Subspace Learning Machine (SLM): Methodology and Performance
This work proposes a new machine learning model for classification and regression, but it appears incremental as it builds upon existing methods like decision trees and ELMs without addressing a specific high-impact bottleneck.
The authors introduced the Subspace Learning Machine (SLM), a classification model combining elements of feedforward MLPs, decision trees, and extreme learning machines to tackle classification problems, achieving competitive performance in extensive benchmarking experiments. They also extended it to regression as SLR and demonstrated that ensembles of these trees yield stronger predictors.

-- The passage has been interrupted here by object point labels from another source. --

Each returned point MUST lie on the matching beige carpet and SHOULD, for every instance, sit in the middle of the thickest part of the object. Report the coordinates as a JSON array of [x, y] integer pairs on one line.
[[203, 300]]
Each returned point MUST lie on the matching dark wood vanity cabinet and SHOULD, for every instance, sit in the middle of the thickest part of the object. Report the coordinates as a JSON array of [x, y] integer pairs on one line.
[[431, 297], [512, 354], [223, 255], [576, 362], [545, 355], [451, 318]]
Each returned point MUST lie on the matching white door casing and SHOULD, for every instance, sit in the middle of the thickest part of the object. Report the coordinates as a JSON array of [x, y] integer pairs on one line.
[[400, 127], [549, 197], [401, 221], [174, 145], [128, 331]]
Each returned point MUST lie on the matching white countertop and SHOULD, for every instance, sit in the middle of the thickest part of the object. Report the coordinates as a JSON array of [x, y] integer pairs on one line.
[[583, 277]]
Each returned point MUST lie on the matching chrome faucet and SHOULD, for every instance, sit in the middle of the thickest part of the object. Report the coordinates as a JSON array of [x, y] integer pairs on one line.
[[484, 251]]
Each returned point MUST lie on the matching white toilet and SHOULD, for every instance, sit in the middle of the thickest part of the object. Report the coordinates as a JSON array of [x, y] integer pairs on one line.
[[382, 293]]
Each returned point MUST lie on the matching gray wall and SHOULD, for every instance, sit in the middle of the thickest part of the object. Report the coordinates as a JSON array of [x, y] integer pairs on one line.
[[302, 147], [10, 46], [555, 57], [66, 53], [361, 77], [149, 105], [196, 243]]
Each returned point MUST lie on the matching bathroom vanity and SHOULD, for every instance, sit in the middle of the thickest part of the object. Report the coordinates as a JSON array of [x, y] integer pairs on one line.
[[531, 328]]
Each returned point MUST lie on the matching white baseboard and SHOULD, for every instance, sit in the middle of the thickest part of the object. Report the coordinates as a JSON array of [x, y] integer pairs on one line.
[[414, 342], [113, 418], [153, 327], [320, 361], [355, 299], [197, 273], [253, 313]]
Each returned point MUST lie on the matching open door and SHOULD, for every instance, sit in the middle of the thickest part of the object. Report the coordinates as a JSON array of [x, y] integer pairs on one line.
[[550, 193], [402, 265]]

Inspired by the feedforward multilayer perceptron (FF-MLP), decision tree (DT) and extreme learning machine (ELM), a new classification model, called the subspace learning machine (SLM), is proposed in this work. SLM first identifies a discriminant subspace, $S^0$, by examining the discriminant power of each input feature. Then, it uses probabilistic projections of features in $S^0$ to yield 1D subspaces and finds the optimal partition for each of them. This is equivalent to partitioning $S^0$ with hyperplanes. A criterion is developed to choose the best $q$ partitions that yield $2q$ partitioned subspaces among them. We assign $S^0$ to the root node of a decision tree and the intersections of $2q$ subspaces to its child nodes of depth one. The partitioning process is recursively applied at each child node to build an SLM tree. When the samples at a child node are sufficiently pure, the partitioning process stops and each leaf node makes a prediction. The idea can be generalized to regression, leading to the subspace learning regressor (SLR). Furthermore, ensembles of SLM/SLR trees can yield a stronger predictor. Extensive experiments are conducted for performance benchmarking among SLM/SLR trees, ensembles and classical classifiers/regressors.